We’re driving home. “Other Side” comes on the radio.
Me: I need to put more Aerosmith on my ipod.
John: And that’s Thing #482 of “Things You Don’t Expect Your Wife To Say She Wants To Do” List.
Me: We’ve been together for almost 20 years. How do you NOT know this about me? And there’s a list? What’s #1?
John: There’s a list. And I did NOT know that about you.
Me: What happens if I say “Guns n Roses”? And what’s #1?
John: I cringe, visibly. Guns n Roses? And #1 can’t be discussed with kids around. Show you later.
Me: Fair enough. What else is on that list? What’s #481?
John: Guns n Roses? #481 also is not kid-friendly. We’ll save it for tomorrow; I’ll be useless after #1.

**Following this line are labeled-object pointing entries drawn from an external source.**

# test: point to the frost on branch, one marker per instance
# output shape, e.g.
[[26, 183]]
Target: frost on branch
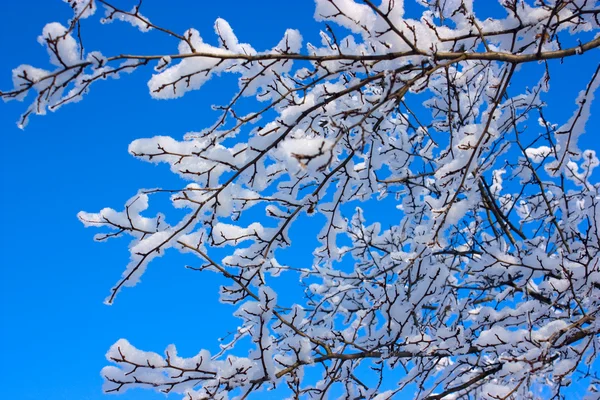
[[457, 223]]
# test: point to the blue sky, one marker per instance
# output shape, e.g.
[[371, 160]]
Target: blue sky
[[54, 327]]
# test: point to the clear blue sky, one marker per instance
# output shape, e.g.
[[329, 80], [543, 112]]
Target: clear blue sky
[[54, 328]]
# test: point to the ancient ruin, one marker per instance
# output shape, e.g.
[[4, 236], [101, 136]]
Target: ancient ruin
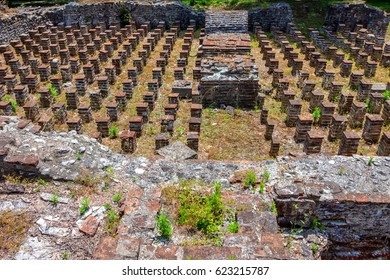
[[110, 111]]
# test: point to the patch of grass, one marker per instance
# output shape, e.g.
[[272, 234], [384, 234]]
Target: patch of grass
[[164, 226], [205, 213], [233, 227], [110, 172], [250, 179], [87, 179], [13, 230], [116, 198], [84, 205]]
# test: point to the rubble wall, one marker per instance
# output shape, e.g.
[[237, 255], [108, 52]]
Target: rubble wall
[[12, 25], [374, 19]]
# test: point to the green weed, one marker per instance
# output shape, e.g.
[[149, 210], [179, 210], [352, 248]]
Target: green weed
[[250, 179], [113, 131], [116, 198], [233, 227], [84, 205], [164, 226], [54, 199], [113, 220]]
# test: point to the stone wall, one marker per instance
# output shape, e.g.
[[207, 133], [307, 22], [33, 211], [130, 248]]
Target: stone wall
[[276, 15], [354, 214], [353, 208], [140, 12], [28, 18], [374, 19], [11, 26]]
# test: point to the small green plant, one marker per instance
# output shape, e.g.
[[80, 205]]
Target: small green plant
[[53, 91], [54, 199], [250, 179], [113, 220], [233, 227], [273, 208], [42, 182], [116, 198], [204, 212], [180, 131], [265, 176], [369, 105], [386, 95], [109, 170], [295, 229], [113, 131], [13, 103], [84, 205], [65, 256], [314, 248], [164, 226], [316, 224], [316, 114]]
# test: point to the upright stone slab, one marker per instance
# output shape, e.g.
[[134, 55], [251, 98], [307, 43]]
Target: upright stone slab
[[372, 128], [349, 143]]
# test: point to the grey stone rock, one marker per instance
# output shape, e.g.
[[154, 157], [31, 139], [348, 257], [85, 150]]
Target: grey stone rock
[[177, 151]]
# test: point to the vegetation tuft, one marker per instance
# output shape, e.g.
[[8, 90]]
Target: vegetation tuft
[[164, 226], [250, 179], [204, 212], [84, 205]]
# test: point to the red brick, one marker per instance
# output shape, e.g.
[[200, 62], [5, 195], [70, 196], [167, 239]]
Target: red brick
[[106, 249], [166, 253], [23, 123], [153, 205], [132, 204]]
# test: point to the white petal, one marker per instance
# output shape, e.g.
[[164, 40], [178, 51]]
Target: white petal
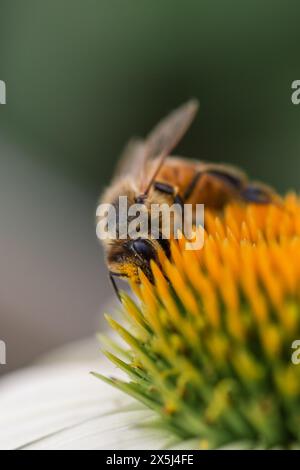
[[57, 404]]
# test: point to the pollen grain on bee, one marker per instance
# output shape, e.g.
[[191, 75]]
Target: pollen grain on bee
[[123, 221]]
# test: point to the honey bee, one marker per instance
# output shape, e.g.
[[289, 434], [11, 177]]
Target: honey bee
[[147, 174]]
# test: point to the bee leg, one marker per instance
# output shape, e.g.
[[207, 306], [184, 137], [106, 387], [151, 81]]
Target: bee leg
[[168, 189], [115, 287]]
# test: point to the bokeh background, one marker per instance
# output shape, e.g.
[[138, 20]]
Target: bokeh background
[[84, 76]]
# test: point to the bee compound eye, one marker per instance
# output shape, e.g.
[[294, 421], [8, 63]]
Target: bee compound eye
[[143, 248]]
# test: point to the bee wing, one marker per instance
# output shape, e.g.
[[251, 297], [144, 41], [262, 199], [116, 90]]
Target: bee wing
[[155, 148], [164, 138]]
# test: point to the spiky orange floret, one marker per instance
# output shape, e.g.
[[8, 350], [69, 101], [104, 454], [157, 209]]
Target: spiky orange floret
[[211, 339]]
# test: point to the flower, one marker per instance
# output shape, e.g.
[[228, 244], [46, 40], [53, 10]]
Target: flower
[[208, 347]]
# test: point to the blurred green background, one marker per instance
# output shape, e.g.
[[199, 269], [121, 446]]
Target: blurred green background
[[84, 76]]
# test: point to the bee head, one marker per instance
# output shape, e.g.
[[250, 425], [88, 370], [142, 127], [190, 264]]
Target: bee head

Me: You do know about Bon Jovi, right? I’ve been running with Bon Jovi for years.
John: Yes, I know about that one.
Me: What happens if I say Nirvana or Soundgarden?
John: I push you out of the car.
Me: I’m driving.
John: Only slightly problematic.
Me: Is there a middle ground here? Somewhere between me and my Soundgarden and you and your Men Without Hats & Wham?
John: Maybe the Beatles? Or Stan Rogers.
Me: Push me out of the car.
I’m all Guns ‘n’ Roses and my husband is all Stan Rogers. Scary…. And pushing you out of the car being only slightly problematic? Hilarious!